When we invite people from outside as a supplier, facilitator, coach or consultant we are inviting them to contribute to our conversations in novel ways and yet at the same time to fit-in. It’s an ambivalent ask – “we want you to really challenge us, bring in your expertise…. and …..er….agree with us as well”.
Buying in expertise can bring novelty and difference and a real opportunity for change. Yet it can be tricky to really find people who enable us to be our best selves and, at times, for us to invest the time and effort involved in making a change. Too much difference, and we misunderstand each other’s intentions and behaviours, promises are not realised, and money is often wasted; too much of their expertise and we can feel told off.
Here at ndc we spend much of our time being the external consultant – having bought in some expertise ourselves this month – we reflected of the value of external input when at its best.
Familiar things look new to you – You are able to revisit business issues – knotty dead ends you know so very well – and they appear to you in a new light because of the way you are asked to look again by the external individual is different. This lens is offered through questioning, daring to ask you to explain your assumptions, your fantasies, and your dreams.
Relevant expertise is offered – Tales from the outside world that illuminate, oppose, and challenge; all in the spirit of inviting you to look again at what you are aiming for and, why you have got so stuck. It’s not about the consultant, it’s all about you.
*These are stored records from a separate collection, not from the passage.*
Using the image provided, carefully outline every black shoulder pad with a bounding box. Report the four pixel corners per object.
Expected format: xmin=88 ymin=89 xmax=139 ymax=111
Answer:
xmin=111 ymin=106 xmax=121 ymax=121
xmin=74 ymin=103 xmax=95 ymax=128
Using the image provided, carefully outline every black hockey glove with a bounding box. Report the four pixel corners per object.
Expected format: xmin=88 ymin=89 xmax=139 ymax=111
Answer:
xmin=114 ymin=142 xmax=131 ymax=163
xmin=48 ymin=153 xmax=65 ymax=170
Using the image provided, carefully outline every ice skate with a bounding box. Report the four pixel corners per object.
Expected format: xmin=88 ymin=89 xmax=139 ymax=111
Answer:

Energy is generated – The conversations are demanding and yet so re-energising as you are able to go on together in new ways and take actions with a new purpose.
Your temporary team works very well – The consultant offers robust and respectful challenge to the patterns of conversation and group dynamics they see – they can hold the mirror up to how you get stuck and how you trip yourselves up – are you brave enough, or too risk adverse? What do you need to move forwards?
They genuinely understand where you are at – This requires them to really listen and notice your business needs, to look systemically, which can often be overlooked when briefing. David Casey talks about us being able to begin our work at where the client is currently and not where we think they should be. This seems very simple, and yet the job of really finding out where the client requires expertise and tenacity.
They are grounded and pragmatic – They translate their expertise, to your language for you to act on. They have a can do attitude and help you with your blind spots and eccentricities. They use their network to connect you.
Their objectivity enables you to uncover the elephant or elephants in the room to release unlocked resources.
They remain on the boundary – They join you temporarily and will leave you when you are ready.
They recognise your business stage and move you on – They enable you to transition to another stage in your strategy delivery, business development, personal development or to put it another way, as Greiner suggests, they can get you through to the next phase of business growth – by releasing the best in you.
So, I’d say, based on our experience that it is very valuable indeed.